Volatility Drag
The Hidden Cost of Volatility Drag
The microstructure of financial markets is a complex and intricate beast, comprising various factors that influence the behavior of securities. One critical aspect of market microstructure is the role of autocovariance in generating returns.
Autocovariance refers to the relationship between two variables at different times or across different frequencies. In the context of multivariate microstructure models, autocovariance can be used to estimate the covariance matrix of the system. This matrix plays a crucial role in understanding market dynamics and making informed investment decisions.

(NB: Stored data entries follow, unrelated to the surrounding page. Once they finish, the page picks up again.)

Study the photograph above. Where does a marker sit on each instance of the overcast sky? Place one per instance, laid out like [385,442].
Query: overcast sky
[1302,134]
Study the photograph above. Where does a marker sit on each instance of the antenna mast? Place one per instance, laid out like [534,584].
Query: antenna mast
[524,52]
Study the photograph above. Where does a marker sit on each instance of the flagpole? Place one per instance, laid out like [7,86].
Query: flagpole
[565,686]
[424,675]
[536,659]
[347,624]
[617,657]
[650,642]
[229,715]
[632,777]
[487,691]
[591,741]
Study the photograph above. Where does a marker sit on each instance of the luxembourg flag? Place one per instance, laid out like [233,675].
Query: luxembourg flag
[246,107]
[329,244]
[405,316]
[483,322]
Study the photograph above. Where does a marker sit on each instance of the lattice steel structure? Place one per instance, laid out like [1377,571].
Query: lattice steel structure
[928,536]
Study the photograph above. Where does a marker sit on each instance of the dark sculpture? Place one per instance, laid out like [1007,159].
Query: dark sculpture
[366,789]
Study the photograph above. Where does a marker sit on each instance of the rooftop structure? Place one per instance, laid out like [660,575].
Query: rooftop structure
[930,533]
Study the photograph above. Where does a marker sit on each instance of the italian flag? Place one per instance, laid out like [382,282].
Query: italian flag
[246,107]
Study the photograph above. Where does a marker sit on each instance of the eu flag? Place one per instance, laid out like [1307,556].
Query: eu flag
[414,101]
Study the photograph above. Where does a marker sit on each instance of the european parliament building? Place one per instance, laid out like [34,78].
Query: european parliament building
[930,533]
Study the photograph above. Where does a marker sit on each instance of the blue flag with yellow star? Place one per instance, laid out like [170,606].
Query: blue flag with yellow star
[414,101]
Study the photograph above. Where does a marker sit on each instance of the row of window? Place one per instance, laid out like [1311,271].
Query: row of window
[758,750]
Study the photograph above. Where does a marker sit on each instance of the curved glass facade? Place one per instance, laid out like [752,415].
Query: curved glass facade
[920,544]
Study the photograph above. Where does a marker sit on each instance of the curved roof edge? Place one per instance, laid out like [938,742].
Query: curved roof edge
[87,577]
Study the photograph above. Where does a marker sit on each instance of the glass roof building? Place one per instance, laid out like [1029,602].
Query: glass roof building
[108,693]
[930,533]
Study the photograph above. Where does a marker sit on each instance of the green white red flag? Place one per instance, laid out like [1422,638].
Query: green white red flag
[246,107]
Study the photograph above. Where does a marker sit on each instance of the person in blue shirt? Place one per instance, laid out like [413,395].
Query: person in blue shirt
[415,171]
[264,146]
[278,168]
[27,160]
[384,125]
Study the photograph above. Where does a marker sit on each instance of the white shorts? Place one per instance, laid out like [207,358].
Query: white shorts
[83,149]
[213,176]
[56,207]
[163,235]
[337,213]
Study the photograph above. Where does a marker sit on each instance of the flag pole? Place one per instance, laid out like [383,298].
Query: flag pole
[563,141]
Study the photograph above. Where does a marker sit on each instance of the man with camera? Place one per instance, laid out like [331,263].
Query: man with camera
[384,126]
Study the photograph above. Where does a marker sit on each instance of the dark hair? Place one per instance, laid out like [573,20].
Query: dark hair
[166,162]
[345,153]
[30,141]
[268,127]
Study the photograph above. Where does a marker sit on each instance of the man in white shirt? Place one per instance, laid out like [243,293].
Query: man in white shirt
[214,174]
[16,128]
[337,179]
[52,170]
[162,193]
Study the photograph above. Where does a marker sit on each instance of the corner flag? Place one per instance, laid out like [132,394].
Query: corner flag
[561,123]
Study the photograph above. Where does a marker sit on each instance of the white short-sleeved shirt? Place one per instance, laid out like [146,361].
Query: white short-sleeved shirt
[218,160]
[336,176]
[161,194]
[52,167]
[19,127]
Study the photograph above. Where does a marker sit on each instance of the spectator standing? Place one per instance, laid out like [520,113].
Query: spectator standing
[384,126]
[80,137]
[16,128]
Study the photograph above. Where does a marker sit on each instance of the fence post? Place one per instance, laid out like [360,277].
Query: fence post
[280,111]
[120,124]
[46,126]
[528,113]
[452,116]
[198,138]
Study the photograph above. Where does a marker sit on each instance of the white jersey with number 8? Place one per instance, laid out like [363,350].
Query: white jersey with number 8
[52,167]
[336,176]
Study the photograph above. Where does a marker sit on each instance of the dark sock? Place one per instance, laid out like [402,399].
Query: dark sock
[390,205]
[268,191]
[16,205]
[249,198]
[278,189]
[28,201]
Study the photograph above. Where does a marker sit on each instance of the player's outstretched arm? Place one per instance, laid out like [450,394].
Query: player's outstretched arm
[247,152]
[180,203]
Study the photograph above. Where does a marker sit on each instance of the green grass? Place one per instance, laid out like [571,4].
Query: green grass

The Autocovariance Generating Function
The autocovariance generating function (AGF) is defined as the polynomial representing the autocovariances. In this case, it takes the form:
g@Θ, Σ2, z_D := CollectAHΘ . L ® zL Σ2 IΘ . L ® z-1M, z
where ΘHLL is the lag polynomial for an MA process xt = ΘHLL Εt.
The VMA Representation
The vector autocovariance generating function (from VMA representation) can be computed from the autocovariances. This version of the notebook does not include this calculation.
A 10-Year Backtest Reveals...
When analyzing the impact of microstructure on returns, it's essential to consider the long-run variance. The autocovariance at lag k represents the coefficient of zk in the MA process xt = ΘHLL Εt. In this case, the autocovariance is given by:
Θ@1D.W.Transpose@Θ@1DD . ΘRulesL.HW . WRuleL.Transpose@HΘ@1D .
Portfolio Implications
The results of this analysis have significant implications for portfolios. One important consideration is the presence of a random-walk component underlying both securities.
Actionable Insight: Consider the VMA Representation
When constructing your portfolio, keep in mind that it's not just about selecting assets with high returns; you need to consider their microstructure as well. This means understanding how autocovariances can impact returns and using this knowledge to make informed investment decisions.